# Ankündigung: Gentoo beim LinuxTag, Tickets zu verschenken

## rbu

Gentoo ist auch dieses Jahr wieder auf dem LinuxTag, vom 24. bis 27. Juni 2009 in Berlin. Ihr findet uns in Halle 7.2a, Stand 101a (gleich am Eingang).

Wir haben noch mehrere Freikarten, schreibt einfach eine E-Mail an a3li <at> gentoo <punkt> org.

mod edit: Sticky gemacht.

amne

----------

## Randy Andy

Hi rbu.

Schöne Sache das, mit dem LinuxTag. Ist ja sicher auch die bedeutsamste deutsche Linuxveranstaltung.

Nur leider kann ja nicht jeder immer gleich Urlaub nehmen, und so'ne Reise nach Berlin ist ja nicht für jeden in Germany um's Eck.

Ok, die internationale Ausrichtung, die zentrale Bedeutung Berlins bla und blubber.

Aber wieso zum Henker fliegt die Larry Kuh nicht auch im Tiefflug zur Froscon?!!! http://www.froscon.de/index.php?id=15&L=0

Für mich als treuen Gentooler aus dem Raum Köln, war es echt frustrierend die letzten beiden Froscons ohne einen Gentoo-Stand zu erleben.  :Crying or Very sad: 

Wieso kriegen wir das nicht gebacken, so schwach ist die Community in NRW doch garnicht aufgestellt, wenngleich wir's immer noch nicht auf die Kette gekriegt haben einen Gentoo-Stammtisch in Köln zu organisieren, aber das ist noch ein anderes Thema...

Wie stehen denn die Chancen diesbezüglich, ist was angedacht.

Ansonsten wäre es schön wenn das als Anregung und Aufruf verstanden würde. 

Auf bald,

Andy.

----------

## rbu

Hey Randy,

um so einen Stand zu organisieren brauchst du nicht viele Ressourcen. Du musst kein Dev sein, du brauchst nicht viel Geld. Was du brauchst ist Zeit. Nicht zur zu der Veranstaltung, sondern auch vor allem auch davor. Es muss viel organisiert werden. Für den LinuxTag haben wir zu zweit/dritt viel vorbereitet, es kommen etwa 15 Leute zu Besuch, die am Stand sein wollen (nicht jeder die ganze Zeit).

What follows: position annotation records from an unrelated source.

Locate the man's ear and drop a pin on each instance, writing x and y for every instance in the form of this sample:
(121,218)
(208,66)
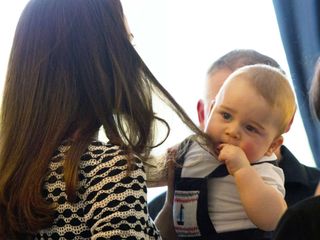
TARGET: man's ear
(274,145)
(201,114)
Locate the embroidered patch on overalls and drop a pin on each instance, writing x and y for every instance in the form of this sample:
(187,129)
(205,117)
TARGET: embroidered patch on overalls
(185,213)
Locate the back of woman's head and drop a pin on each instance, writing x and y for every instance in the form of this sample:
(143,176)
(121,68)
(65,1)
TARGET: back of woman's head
(72,69)
(78,63)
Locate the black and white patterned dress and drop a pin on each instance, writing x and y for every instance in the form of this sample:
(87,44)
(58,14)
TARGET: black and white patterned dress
(110,205)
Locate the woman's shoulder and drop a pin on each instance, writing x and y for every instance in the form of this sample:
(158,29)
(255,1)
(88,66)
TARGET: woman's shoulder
(101,157)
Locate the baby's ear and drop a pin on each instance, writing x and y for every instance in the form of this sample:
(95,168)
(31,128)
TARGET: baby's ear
(274,146)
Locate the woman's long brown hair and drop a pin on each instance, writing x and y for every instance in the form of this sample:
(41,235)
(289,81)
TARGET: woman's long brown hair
(72,69)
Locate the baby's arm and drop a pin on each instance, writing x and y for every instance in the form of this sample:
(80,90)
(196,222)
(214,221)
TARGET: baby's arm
(164,220)
(156,171)
(263,204)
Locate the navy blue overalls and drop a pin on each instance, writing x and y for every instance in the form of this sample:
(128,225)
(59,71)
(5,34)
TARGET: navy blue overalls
(191,194)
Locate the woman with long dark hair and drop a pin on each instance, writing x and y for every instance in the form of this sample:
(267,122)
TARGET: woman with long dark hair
(72,70)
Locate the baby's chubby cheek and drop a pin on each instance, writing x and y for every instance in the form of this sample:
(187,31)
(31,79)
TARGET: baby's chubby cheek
(250,151)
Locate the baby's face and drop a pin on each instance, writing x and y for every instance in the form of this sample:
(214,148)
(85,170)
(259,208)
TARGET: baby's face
(243,118)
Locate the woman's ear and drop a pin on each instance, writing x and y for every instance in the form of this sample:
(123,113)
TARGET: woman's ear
(201,114)
(277,142)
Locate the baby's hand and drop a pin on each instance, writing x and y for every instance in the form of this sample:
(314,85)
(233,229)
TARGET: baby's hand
(233,156)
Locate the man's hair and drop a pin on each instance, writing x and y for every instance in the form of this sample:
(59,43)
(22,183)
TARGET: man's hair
(242,57)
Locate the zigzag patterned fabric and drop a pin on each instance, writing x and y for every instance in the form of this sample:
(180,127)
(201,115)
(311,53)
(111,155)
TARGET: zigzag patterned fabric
(110,204)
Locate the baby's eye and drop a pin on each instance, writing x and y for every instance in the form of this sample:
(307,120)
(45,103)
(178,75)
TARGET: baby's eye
(226,116)
(251,129)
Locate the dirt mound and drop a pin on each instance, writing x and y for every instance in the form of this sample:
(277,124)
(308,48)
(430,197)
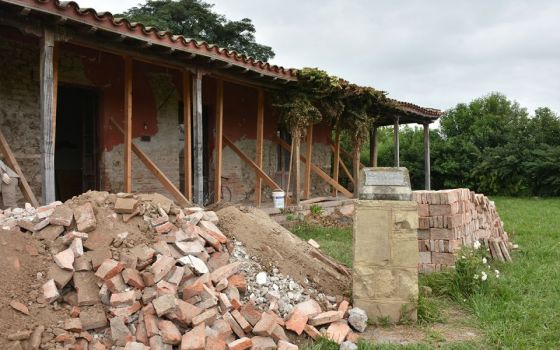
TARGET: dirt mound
(22,274)
(274,246)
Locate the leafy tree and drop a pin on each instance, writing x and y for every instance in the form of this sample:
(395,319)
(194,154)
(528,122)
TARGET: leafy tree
(195,19)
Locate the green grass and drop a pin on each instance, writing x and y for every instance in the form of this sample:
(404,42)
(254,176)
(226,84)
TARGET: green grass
(522,311)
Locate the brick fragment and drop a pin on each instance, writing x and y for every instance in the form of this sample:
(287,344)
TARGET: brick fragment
(263,343)
(170,334)
(65,259)
(297,321)
(108,269)
(194,339)
(85,218)
(50,293)
(85,283)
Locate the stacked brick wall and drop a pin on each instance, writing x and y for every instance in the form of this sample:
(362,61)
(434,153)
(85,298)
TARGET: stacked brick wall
(451,219)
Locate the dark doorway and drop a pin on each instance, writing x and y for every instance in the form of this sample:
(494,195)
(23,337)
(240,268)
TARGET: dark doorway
(76,150)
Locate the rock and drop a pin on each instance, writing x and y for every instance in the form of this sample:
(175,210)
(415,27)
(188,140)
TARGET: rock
(357,318)
(261,278)
(348,345)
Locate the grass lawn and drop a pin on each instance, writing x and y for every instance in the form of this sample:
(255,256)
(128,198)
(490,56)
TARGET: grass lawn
(523,311)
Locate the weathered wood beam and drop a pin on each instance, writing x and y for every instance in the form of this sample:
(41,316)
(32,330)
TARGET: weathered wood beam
(316,169)
(258,171)
(153,168)
(48,85)
(309,152)
(13,163)
(198,146)
(127,161)
(336,153)
(259,144)
(219,133)
(187,145)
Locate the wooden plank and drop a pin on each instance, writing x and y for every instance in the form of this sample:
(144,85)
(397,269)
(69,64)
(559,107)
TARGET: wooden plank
(127,171)
(12,163)
(219,133)
(316,170)
(258,171)
(152,167)
(259,145)
(187,146)
(48,115)
(309,152)
(198,147)
(336,152)
(344,167)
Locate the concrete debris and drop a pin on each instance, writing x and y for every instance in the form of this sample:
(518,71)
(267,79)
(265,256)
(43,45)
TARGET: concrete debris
(186,286)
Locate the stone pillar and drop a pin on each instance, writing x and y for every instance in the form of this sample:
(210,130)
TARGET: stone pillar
(427,170)
(396,142)
(385,274)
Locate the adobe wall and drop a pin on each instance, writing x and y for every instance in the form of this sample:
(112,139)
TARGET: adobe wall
(156,96)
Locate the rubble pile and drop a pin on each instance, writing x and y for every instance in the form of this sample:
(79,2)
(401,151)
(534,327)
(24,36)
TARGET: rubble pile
(174,280)
(450,219)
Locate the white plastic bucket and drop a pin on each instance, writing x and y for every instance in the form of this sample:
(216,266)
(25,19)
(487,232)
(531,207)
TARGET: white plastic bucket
(278,199)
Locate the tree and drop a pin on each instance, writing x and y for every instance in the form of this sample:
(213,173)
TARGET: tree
(195,19)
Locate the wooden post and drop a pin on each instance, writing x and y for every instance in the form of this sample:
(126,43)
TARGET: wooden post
(219,132)
(309,156)
(336,157)
(259,144)
(127,124)
(198,190)
(296,167)
(187,146)
(396,143)
(373,147)
(48,81)
(427,170)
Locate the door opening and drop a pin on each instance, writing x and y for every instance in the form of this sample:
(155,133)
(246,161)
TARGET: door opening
(76,148)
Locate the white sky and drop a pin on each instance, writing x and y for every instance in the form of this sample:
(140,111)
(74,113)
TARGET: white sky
(434,53)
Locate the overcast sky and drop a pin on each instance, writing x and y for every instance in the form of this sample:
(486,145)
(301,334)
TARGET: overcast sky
(433,53)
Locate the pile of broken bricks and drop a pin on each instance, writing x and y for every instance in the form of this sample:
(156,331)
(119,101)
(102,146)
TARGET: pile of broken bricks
(183,290)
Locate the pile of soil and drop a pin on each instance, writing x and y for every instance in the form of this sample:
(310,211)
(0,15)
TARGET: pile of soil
(274,246)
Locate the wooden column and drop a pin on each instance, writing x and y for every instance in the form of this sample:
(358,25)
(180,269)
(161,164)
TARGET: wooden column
(373,147)
(336,157)
(259,145)
(127,172)
(219,134)
(309,156)
(198,191)
(187,146)
(49,84)
(396,143)
(427,170)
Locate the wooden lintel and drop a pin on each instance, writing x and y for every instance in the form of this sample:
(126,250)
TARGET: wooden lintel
(316,170)
(152,167)
(259,144)
(258,171)
(309,152)
(13,164)
(127,171)
(218,148)
(187,146)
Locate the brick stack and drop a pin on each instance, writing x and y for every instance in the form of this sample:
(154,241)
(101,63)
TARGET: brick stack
(182,290)
(451,219)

Zurück zur eigentlichen Frage: Wenn du denkst, wir sollten da sein, kümmer dich drum. Such dir einen Developer (am Besten in der Region) und mach das mit ihm zusammen klar. Merchandise und Rat kannst du von anderen bekommen. Die Zeit musst du selbst aufbringen. Ich hab mir vor zwei Jahren auch gedacht "Hm, LinuxTag, und Gentoo ist gar nicht da?" und mache nun schon 2008 und 2009 den Stand.

Do you have an itch? Scratch it!

Robert

----------

## Randy Andy

Respekt für dein Engagement rbu!

Hab mal recherchiert und musste feststellen dass die Anmeldefrist für 2009 abgelaufen ist. 

Ok, so kurzfristig wäre das eh ne Bauchlandung geworden, aber ich hatte ehrlich gesagt gehofft zu hören, dass es für diese Jahr bereits geplant und organisiert gewesen sei.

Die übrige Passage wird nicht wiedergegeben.